For the prompt simple prompt and prompt template it is possible to specify a system message and user message. A user message is an input provided by the end user that initiates interaction with the AI. A system message is a special instruction used to guide or control the behavior of the AI, only visible through Flowable Control in case audit for exchanges is enabled. System messages can set context, define tone, or impose rules on how the AI should respond, helping shape the overall interaction without being part of the user-facing conversation.
For external agents the system message can't be defined since this should be defined in the external agent itself. Only a user message needs to be provided
Simple prompt
A simple prompt is the direct way to define the prompt directly in the operation. This allows to use JUEL expressions inside the template.

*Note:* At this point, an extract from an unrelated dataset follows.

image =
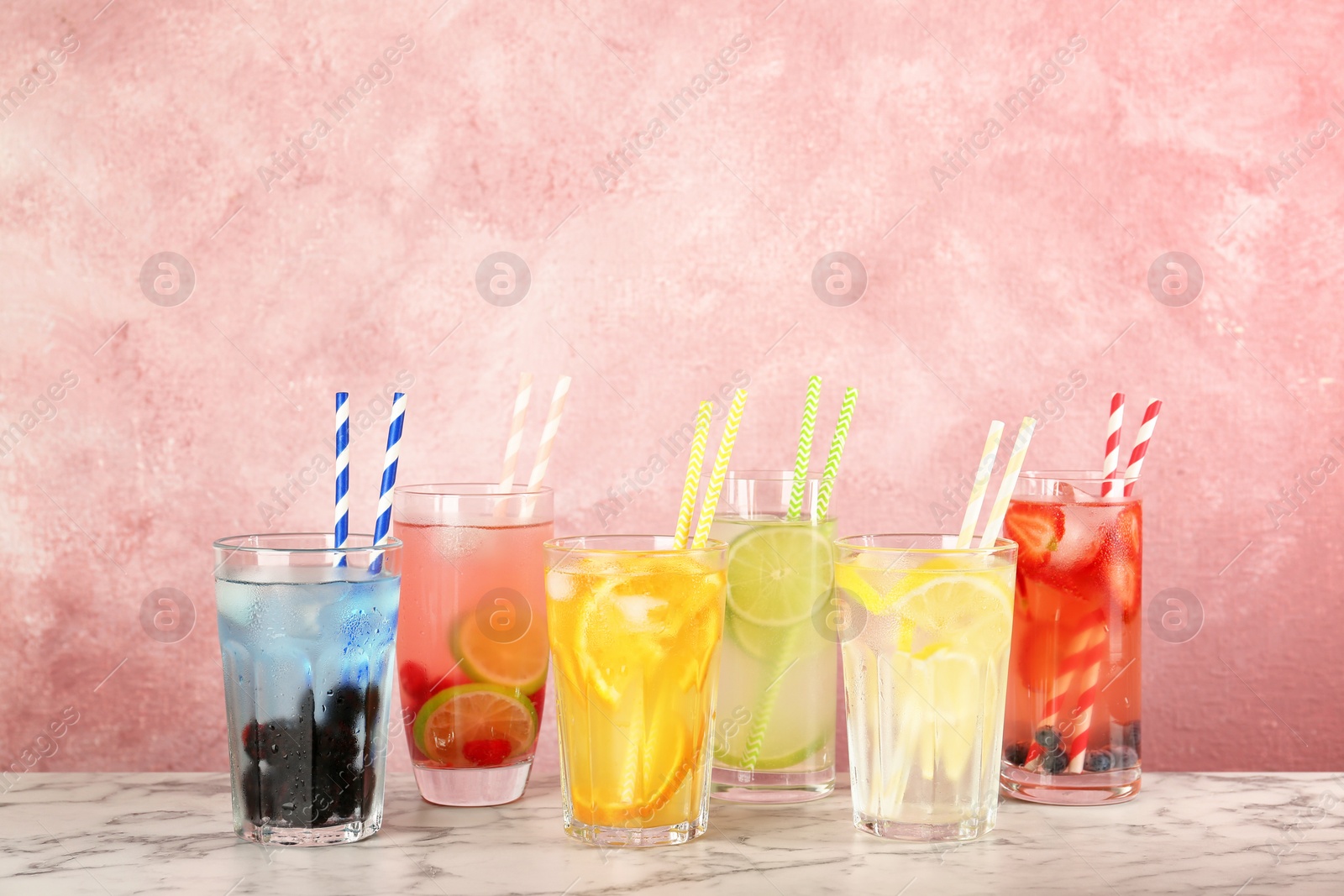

For a structured prompt the name is available as variables, while for a simple text prompt the input can be referred to with ${text}.
Prompt template
The prompt template allows to link a text based template model. With a template model there is the option to use a Freemarker template with more options to specify if conditions etc.
For a structured prompt the name is available as variables, while for a simple text prompt the input can be referred to with ${text}.
Default prompt
The default prompt is only available for pre-defined operations. It allows to use a prompt which is from Flowable engineered and maintained over the time of the releases. There is the possibility that this prompt template gets improved in the releases, when we find better prompts based on our tests. To customize prompts use either a simple prompt or a prompt template, both options will disable the default prompt and will not get adapted and changed automatically in new versions.
Generating prompts with AI
2026.1.0+When AI-assisted modeling is enabled, the AI Prompt Helper can draft the system and user message of a simple prompt for you. This removes the need to switch to an external chat tool and copy prompts back and forth into Design.
An AI Prompt Helper button is shown in the top-right corner of the system message and user message fields.

The AI Prompt Helper is only available for the simple prompt type, not for a prompt template or the default prompt. As with a regular simple prompt, external agents and A2A agents only offer it for the user message, since they don't define a system message.
Clicking the button opens a chat panel next to the message that is being edited.
Describe in natural language what the message should do, and the assistant drafts a suggestion.
The assistant is aware of the operation it belongs to — its name, key and the configured input and output parameters — and of the current content of the message, so the generated prompt can reference the available variables (such as ${city}) and build on what you already wrote.

Every suggestion is shown as a Generated prompt block. Press Apply to System Message or Apply to User Message to insert it into the corresponding field. You can keep chatting to refine the result — for example "make it more concise" or "add error handling instructions" — and apply a later suggestion once you are happy with it.
Finding where an operation is used
To see which models call an agent, open the agent model and click the Usage button in the toolbar, or select Usage from the model's actions menu. This opens the Model usage dialog. See Model Usage for a general description of the Uses and Used by tabs.
For an agent model, the Used by tab lists every process, case, form and page that calls it. Each entry can be expanded to show which elements reference the agent, grouped by the specific operation that is called. This makes it easy to see which operations are used and where.